A guide to record retention

How long do doctors keep medical records?

Published May 13, 2026

Short answer: longer than you'd guess, but not forever, and the actual clock depends on the state, the kind of provider, and how old the patient was when the record was created. The federal floor most people quote is real but narrower than it sounds. State laws stack on top of it. Pediatric records run on their own clock. And once a practice closes or a clock runs out, the records can quietly be destroyed — which is the part most families don't think about until they need a record that no longer exists. This guide walks through how the retention rules actually work, so you can keep what matters before the clock catches up.

Why this is so confusing

Medical record retention sounds like it should be a single number. It isn't. Three separate things are usually being mashed together when people quote a retention rule, and disentangling them is the whole job of this page.

The first thing is HIPAA — the federal privacy and security law.
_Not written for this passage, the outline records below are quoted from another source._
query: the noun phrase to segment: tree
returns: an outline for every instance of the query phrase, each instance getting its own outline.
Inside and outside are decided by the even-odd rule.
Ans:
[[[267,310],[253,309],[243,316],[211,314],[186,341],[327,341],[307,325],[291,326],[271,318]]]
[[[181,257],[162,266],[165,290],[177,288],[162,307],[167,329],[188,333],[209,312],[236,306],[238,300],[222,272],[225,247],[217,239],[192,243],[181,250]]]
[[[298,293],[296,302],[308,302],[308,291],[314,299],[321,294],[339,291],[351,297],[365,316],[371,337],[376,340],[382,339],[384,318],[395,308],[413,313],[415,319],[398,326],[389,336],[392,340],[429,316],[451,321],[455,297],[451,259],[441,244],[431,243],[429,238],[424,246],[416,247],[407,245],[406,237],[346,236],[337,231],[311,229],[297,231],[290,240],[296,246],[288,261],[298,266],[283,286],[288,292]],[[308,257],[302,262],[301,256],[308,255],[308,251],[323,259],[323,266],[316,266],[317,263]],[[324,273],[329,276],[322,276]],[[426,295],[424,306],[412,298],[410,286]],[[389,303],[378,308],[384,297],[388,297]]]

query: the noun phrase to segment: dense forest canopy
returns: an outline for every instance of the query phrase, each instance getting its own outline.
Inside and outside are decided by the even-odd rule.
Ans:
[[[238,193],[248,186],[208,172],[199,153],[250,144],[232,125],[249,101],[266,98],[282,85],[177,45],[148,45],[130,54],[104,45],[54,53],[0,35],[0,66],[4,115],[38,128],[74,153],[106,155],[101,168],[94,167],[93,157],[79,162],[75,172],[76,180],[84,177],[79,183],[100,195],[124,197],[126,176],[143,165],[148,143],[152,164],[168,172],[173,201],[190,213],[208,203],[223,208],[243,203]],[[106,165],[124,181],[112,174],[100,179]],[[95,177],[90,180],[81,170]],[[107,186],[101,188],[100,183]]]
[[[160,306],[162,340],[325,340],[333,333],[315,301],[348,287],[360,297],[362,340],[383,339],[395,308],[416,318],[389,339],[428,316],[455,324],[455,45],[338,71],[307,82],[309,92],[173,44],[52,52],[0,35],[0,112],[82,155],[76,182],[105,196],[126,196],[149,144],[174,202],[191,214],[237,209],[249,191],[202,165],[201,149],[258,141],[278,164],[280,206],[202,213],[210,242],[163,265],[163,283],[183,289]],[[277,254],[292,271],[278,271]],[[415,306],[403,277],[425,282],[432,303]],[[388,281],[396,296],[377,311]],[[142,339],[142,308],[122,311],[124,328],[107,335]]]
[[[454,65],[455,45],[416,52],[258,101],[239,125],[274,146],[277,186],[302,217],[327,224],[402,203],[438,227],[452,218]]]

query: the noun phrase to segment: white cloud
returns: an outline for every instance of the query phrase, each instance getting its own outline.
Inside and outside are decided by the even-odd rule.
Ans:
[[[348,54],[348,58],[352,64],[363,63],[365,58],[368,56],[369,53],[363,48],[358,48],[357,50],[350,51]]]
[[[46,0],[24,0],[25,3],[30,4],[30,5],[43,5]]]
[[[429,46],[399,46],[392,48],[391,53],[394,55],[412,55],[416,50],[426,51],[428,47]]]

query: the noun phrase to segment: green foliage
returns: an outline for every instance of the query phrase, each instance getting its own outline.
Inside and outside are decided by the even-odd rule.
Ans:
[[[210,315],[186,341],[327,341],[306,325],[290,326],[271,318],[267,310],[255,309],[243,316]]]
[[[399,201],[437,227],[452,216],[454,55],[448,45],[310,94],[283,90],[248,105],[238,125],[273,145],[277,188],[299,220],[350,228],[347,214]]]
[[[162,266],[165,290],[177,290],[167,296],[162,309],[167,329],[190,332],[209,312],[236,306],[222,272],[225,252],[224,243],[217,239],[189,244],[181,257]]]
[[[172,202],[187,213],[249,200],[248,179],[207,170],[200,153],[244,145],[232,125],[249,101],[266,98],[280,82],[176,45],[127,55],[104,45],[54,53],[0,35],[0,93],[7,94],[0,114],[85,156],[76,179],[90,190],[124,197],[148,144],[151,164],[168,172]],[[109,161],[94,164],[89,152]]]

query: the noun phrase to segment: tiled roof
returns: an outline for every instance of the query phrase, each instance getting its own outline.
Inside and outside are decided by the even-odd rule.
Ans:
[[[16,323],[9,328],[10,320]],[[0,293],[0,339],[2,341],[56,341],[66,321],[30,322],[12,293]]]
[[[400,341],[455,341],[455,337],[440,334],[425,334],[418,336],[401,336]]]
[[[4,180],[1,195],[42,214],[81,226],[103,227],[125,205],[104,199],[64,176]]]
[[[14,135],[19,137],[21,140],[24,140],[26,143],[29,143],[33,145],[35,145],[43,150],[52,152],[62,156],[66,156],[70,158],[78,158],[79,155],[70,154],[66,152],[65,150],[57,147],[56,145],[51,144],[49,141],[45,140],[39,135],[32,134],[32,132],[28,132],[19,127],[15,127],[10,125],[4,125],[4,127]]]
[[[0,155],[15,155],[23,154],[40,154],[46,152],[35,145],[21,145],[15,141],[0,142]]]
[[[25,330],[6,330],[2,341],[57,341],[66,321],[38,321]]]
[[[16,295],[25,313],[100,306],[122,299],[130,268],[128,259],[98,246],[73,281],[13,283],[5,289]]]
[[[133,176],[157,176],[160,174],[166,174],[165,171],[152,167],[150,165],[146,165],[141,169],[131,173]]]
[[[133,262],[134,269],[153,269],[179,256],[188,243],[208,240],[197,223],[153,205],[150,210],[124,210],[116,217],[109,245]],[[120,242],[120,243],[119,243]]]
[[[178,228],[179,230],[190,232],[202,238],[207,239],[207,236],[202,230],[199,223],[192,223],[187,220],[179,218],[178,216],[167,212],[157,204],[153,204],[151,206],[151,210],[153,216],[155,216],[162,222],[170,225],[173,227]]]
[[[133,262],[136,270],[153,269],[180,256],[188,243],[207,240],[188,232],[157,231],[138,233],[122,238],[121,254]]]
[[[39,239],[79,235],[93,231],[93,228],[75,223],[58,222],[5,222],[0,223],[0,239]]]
HIPAA is mostly about who can see records, not how long they're kept. There is a six-year retention requirement inside HIPAA, but it applies to compliance documentation (policies, procedures, complaint logs, the paperwork a covered entity uses to prove it's following the rules) rather than to your individual medical chart. The chart itself is governed by other rules. This single distinction is responsible for half the confusion online about HIPAA retention.

The second thing is federal Medicare and Medicaid conditions of participation. Hospitals that bill Medicare are required to keep medical records for at least five years (longer for some specialties). This is the closest thing to a real federal floor that applies to the records themselves, and it's the rule most large hospital systems anchor their policy to.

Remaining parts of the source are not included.